La implementación de la ley de Financiamiento Universitario quedó suspendida de manera provisional tras una decisión del juez Martín Cormick, del Juzgado Contencioso Administrativo Federal II. La medida frenó la ejecución de un fallo anterior que ordenaba aplicar los artículos 5 y 6 de la norma, que establecía aumentos salariales ajustados por inflación y actualización de becas en universidades públicas.
El conflicto judicial tiene raíces en fallos contradictorios. A fines de marzo, la Sala III de la Cámara en lo Contencioso Administrativo Federal había ordenado la implementación efectiva de la ley, respondiendo a una medida cautelar presentada por las universidades.
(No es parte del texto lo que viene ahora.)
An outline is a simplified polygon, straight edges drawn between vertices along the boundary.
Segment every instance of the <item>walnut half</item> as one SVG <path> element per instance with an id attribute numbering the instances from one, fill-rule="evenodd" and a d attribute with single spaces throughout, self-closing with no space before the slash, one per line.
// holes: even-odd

Ahora, el juez Cormick suspendió esa ejecución, una decisión que será apelada por las autoridades universitarias el próximo 27 de abril.
Mientras tanto, la Segunda Instancia continúa evaluando un recurso extraordinario federal presentado por el Ejecutivo para frenar la ley. De prosperar, el caso podría llegar a la Corte Suprema. Desde un sector de La Libertad Avanza indicaron que continúa en agenda la presentación de un proyecto alternativo de financiamiento universitario.
Ante este escenario, el Consejo Interuniversitario Nacional convocó a una marcha federal para el 12 de mayo bajo la consigna "Marcha Federal por la educación, la universidad pública y la ciencia nacional". El reclamo apunta a la implementación de la ley sancionada por el Congreso en 2025.
Según datos del propio CIN, los salarios universitarios aumentaron un 158% entre noviembre de 2023 y febrero de 2026, mientras que la inflación llegó al 280%. Este desfasaje provocó una caída del 32% en el poder de compra de los trabajadores del sector. El deterioro acumulado representa una pérdida equivalente a 7,3 salarios mensuales en poco más de dos años. Las universidades nacionales también registraron un desplome real del 45,6% en sus transferencias en el mismo período.